Non-Adiabatic Photonic Processes in Molecular Plasma

When light propagates through a gas of molecules, such as air, it can remove electrons from the molecules, the processes known as photoionization. This process and the one reverse to it, recombination, play an extremely important role in modern technology, in atmospheric sciences, in astrophysics, and many other fields of research. This is the reason why there is a growing need for theoretical methods able to interpret and predict behavior of molecular gases under ionizing radiation.

Although there has been significant progress in a theoretical description of atomic photoionization, the situation with theory in molecular gases is far from being satisfactory. A reliable theoretical description of ionization in molecular gases is complicated due to the complex quantum-mechanical structure of molecules. The main science question of the present project is whether theory can describe photoionization of diatomic molecules, such as those present in air, especially in situations where experimental data do not exist.
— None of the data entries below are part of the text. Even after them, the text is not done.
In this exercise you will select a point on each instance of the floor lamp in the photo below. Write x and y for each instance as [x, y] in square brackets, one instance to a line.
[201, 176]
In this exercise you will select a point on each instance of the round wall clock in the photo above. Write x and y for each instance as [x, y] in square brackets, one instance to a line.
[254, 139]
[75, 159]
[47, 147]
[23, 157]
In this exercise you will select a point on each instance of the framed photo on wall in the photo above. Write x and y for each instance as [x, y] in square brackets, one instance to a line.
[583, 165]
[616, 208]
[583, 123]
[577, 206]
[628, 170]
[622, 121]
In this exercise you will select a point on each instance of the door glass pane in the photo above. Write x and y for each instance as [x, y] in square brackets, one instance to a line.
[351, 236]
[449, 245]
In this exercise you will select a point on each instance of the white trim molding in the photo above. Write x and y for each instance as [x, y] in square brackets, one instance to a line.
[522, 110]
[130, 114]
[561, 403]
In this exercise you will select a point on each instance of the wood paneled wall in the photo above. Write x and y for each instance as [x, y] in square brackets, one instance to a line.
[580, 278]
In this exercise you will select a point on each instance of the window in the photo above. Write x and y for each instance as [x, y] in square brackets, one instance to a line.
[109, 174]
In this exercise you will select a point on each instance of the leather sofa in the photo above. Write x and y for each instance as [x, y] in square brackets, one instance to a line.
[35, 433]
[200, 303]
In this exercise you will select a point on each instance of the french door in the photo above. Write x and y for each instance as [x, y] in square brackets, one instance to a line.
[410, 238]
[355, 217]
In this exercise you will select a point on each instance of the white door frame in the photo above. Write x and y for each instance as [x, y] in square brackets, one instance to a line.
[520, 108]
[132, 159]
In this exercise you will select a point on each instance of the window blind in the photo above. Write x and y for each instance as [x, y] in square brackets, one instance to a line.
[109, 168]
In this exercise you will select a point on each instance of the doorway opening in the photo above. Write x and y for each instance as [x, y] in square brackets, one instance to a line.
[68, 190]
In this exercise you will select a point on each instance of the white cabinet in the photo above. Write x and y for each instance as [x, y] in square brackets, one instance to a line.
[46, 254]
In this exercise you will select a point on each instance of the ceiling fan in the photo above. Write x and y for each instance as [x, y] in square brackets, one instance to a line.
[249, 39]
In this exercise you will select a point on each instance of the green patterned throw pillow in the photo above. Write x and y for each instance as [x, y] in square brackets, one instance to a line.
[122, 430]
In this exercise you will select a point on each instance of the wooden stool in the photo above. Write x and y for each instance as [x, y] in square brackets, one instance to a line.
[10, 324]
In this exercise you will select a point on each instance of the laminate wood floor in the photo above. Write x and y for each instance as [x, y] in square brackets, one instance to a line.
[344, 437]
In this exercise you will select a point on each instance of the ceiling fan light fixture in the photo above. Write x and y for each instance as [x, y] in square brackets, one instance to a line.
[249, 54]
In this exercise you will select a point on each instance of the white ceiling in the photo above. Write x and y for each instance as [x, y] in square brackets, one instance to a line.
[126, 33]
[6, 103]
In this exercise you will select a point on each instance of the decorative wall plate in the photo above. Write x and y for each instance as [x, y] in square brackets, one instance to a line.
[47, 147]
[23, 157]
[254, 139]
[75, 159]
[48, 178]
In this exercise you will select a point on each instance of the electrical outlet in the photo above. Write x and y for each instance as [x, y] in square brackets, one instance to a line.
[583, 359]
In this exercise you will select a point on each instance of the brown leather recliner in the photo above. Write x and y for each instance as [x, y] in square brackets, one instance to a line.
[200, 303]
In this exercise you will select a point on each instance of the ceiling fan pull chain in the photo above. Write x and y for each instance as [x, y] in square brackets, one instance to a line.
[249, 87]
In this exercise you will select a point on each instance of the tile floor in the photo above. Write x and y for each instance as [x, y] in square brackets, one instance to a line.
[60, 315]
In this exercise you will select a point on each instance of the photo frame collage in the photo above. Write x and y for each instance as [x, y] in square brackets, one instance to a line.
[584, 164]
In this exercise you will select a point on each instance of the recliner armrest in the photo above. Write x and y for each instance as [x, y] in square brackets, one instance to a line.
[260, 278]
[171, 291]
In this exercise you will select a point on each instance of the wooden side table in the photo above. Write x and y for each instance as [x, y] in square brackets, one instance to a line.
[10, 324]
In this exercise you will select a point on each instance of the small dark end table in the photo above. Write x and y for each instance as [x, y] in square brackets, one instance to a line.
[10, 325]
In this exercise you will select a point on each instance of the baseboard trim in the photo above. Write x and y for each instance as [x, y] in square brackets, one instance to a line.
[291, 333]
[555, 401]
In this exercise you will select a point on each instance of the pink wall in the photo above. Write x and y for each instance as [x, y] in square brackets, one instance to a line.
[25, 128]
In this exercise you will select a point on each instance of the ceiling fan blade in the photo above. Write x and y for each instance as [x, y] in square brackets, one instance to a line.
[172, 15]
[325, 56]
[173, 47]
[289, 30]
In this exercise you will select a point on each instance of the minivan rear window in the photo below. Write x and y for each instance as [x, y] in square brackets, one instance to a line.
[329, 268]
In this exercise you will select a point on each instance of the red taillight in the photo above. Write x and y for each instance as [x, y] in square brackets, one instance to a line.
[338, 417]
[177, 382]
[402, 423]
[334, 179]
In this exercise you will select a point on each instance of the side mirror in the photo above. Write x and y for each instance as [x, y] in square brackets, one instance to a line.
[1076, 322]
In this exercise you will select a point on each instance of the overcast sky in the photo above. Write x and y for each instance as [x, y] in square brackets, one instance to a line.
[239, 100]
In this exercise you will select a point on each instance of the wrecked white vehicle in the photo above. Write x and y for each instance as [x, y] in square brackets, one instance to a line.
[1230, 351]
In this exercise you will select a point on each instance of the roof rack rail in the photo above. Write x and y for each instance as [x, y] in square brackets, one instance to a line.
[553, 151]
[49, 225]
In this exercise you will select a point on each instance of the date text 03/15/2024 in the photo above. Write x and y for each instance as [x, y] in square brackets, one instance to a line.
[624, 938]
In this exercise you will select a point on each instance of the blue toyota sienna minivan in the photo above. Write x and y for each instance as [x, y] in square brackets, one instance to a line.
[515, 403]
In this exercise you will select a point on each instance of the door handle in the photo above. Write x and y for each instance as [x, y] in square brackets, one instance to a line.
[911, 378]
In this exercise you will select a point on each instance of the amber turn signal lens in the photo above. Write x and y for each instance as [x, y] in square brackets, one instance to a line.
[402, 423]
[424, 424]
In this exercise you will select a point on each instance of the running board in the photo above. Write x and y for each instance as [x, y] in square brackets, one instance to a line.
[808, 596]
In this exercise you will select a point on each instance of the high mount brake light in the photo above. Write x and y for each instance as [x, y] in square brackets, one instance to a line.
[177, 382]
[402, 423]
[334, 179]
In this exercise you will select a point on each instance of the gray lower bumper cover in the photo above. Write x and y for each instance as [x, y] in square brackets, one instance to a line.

The major goal of the project is to develop theoretical methods able to model photoionization of linear molecules (and negatively charged molecular ions). An important broader impact of the proposed research is the development of a web-based platform and a related methodology to teach Quantum Mechanics in studio mode-like classes. The platform allows students and their instructors to perform numerical experiments for all main concepts of Quantum Mechanics.
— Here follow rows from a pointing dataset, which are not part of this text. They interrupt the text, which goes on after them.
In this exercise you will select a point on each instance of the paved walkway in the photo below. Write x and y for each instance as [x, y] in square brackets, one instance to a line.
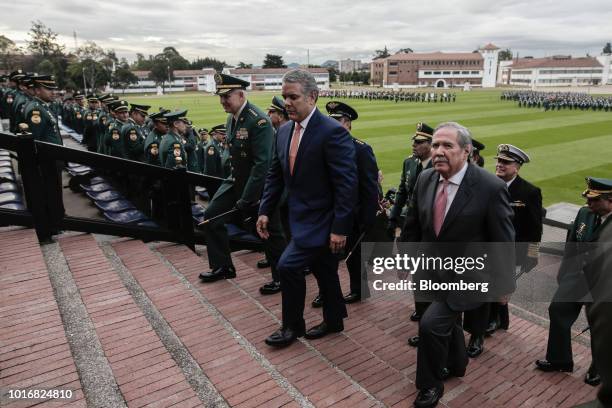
[124, 323]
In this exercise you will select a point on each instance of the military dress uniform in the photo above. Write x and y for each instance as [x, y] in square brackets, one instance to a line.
[572, 293]
[250, 138]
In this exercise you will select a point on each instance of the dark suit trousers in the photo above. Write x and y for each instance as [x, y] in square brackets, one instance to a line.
[324, 266]
[441, 345]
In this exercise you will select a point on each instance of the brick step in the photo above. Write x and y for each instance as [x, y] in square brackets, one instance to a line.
[241, 380]
[34, 350]
[504, 375]
[304, 367]
[143, 368]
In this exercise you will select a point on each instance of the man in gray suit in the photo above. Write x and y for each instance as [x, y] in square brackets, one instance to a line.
[454, 202]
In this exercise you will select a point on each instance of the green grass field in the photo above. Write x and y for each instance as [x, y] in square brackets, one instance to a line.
[565, 146]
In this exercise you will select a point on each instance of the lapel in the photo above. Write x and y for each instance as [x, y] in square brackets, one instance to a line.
[464, 193]
[307, 137]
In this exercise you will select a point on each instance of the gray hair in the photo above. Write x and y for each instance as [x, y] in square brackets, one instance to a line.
[464, 137]
[304, 78]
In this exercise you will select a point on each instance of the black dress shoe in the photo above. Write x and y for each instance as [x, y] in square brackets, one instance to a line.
[323, 329]
[547, 366]
[225, 272]
[475, 346]
[283, 337]
[493, 326]
[270, 288]
[428, 397]
[263, 263]
[592, 379]
[352, 298]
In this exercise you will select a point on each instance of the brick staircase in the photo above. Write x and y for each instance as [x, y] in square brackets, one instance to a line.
[122, 323]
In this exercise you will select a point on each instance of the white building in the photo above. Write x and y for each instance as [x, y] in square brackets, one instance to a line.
[560, 70]
[270, 79]
[184, 80]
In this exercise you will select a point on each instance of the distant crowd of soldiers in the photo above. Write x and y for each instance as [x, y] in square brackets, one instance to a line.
[558, 100]
[399, 96]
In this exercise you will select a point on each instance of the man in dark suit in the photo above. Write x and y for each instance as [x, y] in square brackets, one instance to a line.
[526, 201]
[315, 162]
[367, 201]
[455, 202]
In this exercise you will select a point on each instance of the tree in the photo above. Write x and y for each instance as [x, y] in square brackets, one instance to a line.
[273, 61]
[207, 62]
[384, 53]
[505, 55]
[43, 41]
[8, 51]
[123, 77]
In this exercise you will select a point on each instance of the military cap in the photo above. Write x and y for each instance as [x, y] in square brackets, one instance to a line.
[511, 153]
[120, 106]
[423, 132]
[218, 128]
[227, 83]
[176, 115]
[337, 110]
[45, 81]
[159, 116]
[16, 75]
[597, 187]
[477, 145]
[140, 108]
[278, 105]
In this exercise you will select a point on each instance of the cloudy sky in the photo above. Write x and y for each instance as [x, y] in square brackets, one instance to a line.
[245, 30]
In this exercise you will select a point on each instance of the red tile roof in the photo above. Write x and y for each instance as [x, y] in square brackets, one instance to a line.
[551, 62]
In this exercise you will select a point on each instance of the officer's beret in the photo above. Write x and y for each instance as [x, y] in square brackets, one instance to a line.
[176, 115]
[45, 81]
[477, 145]
[120, 106]
[337, 109]
[278, 105]
[140, 108]
[218, 128]
[511, 153]
[597, 187]
[227, 83]
[423, 132]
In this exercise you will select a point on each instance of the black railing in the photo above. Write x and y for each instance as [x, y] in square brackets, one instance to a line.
[36, 158]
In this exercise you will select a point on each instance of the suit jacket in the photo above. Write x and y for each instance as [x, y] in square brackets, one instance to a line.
[526, 201]
[323, 188]
[480, 212]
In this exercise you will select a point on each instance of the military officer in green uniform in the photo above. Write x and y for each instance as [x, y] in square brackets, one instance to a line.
[412, 167]
[171, 152]
[250, 137]
[133, 133]
[573, 290]
[214, 156]
[114, 145]
[153, 141]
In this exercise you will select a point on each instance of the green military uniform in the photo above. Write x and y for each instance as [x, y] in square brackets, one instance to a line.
[250, 138]
[411, 169]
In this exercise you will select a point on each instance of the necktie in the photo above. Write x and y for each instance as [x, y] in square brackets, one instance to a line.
[440, 207]
[295, 140]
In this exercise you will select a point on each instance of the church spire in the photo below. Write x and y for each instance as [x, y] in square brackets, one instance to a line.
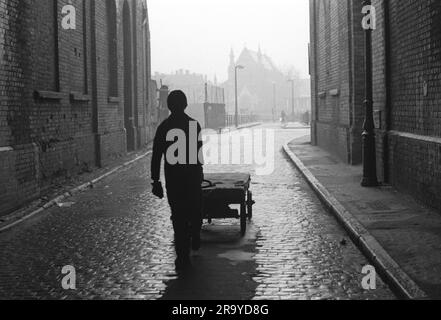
[259, 54]
[232, 58]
The photoionization spectrum of molecular nitrogen, N2, will be computed for photon energies above the ionization threshold from the ground vibronic state. Transition dipole moment functions between the N2 ground electronic state and three lowest electronic states of N2+ will be computed and made available to the community. Vibrational and rotation motion of N2 and N2+ will be accounted for as well as non-adiabatic coupling between electronic states of the N2+ ion.
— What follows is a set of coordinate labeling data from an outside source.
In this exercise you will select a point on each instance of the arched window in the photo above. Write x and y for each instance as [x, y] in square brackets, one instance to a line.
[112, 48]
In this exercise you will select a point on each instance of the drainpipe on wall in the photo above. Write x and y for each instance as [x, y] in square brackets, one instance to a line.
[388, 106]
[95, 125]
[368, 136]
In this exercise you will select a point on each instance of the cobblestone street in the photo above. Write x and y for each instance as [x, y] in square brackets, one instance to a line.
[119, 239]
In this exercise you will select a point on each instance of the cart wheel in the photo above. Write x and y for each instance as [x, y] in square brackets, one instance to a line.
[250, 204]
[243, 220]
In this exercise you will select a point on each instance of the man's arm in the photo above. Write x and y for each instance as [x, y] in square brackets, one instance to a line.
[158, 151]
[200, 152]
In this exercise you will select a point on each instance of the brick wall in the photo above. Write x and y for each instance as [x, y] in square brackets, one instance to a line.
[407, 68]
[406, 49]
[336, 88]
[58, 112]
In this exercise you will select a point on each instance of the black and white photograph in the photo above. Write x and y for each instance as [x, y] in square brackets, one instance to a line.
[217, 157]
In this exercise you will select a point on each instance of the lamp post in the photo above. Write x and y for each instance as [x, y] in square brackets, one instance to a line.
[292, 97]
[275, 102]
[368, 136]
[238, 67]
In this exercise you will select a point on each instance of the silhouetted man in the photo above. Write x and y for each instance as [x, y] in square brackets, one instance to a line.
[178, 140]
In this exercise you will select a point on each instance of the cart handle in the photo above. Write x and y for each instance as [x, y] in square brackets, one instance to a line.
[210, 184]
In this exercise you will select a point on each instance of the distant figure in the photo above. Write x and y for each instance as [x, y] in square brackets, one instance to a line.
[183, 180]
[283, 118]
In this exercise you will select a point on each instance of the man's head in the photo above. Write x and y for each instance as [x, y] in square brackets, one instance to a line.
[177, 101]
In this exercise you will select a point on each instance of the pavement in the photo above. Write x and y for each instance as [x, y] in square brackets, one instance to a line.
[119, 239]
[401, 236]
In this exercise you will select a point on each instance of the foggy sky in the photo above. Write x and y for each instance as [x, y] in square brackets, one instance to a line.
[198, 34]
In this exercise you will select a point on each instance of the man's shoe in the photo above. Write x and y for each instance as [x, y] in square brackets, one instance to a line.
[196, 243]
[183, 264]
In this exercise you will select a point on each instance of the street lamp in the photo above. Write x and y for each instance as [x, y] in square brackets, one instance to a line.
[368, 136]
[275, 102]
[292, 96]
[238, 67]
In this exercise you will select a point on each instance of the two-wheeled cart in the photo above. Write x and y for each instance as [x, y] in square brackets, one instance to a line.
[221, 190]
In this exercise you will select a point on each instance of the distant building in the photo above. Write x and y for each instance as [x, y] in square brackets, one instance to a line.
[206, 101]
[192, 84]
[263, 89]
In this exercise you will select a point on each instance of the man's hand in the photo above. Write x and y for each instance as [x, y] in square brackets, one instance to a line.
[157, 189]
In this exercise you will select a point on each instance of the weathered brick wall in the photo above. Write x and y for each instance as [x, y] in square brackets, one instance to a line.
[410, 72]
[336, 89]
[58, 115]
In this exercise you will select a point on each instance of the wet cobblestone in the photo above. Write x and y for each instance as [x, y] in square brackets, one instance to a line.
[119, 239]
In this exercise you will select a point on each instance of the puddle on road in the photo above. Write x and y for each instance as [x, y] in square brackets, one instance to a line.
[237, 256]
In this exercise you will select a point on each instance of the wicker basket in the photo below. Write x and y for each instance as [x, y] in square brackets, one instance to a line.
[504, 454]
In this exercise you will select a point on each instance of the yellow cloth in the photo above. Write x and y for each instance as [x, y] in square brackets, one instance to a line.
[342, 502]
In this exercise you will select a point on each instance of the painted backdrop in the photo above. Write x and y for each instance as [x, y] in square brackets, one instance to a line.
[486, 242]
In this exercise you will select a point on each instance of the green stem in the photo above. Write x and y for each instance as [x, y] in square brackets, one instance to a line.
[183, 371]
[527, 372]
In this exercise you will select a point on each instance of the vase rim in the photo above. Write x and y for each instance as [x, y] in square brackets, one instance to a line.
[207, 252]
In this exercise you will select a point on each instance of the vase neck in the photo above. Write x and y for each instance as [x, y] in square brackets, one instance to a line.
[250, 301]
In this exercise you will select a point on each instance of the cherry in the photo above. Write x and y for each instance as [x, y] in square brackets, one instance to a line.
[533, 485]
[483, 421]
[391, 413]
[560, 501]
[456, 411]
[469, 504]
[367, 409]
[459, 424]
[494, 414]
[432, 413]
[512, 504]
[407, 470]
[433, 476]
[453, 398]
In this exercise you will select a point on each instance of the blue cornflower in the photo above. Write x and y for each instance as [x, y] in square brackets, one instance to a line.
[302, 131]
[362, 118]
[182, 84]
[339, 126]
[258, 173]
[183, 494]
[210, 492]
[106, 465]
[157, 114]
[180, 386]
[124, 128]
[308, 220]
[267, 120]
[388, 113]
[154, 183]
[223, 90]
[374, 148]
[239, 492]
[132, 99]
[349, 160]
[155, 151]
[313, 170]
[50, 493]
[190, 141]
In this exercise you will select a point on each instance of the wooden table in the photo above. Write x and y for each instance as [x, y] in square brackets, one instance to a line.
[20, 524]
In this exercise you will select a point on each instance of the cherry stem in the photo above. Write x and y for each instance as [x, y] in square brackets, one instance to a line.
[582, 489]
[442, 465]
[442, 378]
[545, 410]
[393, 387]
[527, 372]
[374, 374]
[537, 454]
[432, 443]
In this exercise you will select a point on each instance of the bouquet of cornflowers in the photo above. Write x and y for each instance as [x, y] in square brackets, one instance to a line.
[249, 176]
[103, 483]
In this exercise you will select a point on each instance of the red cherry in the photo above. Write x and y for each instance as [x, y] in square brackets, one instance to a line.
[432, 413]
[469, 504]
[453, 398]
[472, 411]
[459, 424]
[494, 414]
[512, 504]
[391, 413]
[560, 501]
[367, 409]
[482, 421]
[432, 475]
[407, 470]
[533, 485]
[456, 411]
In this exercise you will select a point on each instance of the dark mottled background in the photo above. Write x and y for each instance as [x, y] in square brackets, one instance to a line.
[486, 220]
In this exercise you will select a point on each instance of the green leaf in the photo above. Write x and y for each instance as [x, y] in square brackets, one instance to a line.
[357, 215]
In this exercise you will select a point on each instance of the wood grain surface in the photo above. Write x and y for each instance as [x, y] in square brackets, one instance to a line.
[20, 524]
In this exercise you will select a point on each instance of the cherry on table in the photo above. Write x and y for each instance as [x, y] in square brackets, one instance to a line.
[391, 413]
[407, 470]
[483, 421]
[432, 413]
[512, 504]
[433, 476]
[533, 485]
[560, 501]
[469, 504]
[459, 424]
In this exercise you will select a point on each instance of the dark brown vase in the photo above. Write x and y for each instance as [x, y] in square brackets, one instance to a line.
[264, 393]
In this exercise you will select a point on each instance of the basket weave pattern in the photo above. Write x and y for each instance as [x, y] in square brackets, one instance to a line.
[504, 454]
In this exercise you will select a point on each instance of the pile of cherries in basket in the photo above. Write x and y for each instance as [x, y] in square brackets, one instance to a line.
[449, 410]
For this purpose, the multichannel quantum defect theory (MQDT) and rovibronic frame transformation will be employed. Using the developed theoretical model of photoionization in N2, cavity-free lasing of N2+, observed in several experimental groups, will be studied. The second objective of the project is to study time-delay and thresholds laws in photodetachment.

The PI will model and study photodetachment spectra of molecular anions, taking into account non-adiabatic effects, interaction of the photoelectron with rotational and vibrational motion of the molecule. The study will include the dependence of main features in the spectra (such as resonances, threshold behavior...) on the dipole moment of the molecule, the rotational and vibrational structure of the molecule, and the presence of one or several dipolar electronic states.

The study will be performed using a FEM (Finite-element method) code able to treat collisions of electrons with linear molecules, solving the Schrodinger equation for electronic and rovibrational motion of the target at the same time. The time-delay in the photodetachment process will be considered and a scheme to observe the time-delay in photodetachment experiments will be developed.

This award reflects NSF's statutory mission and has been deemed worthy of support through evaluation using the Foundation's intellectual merit and broader impacts review criteria.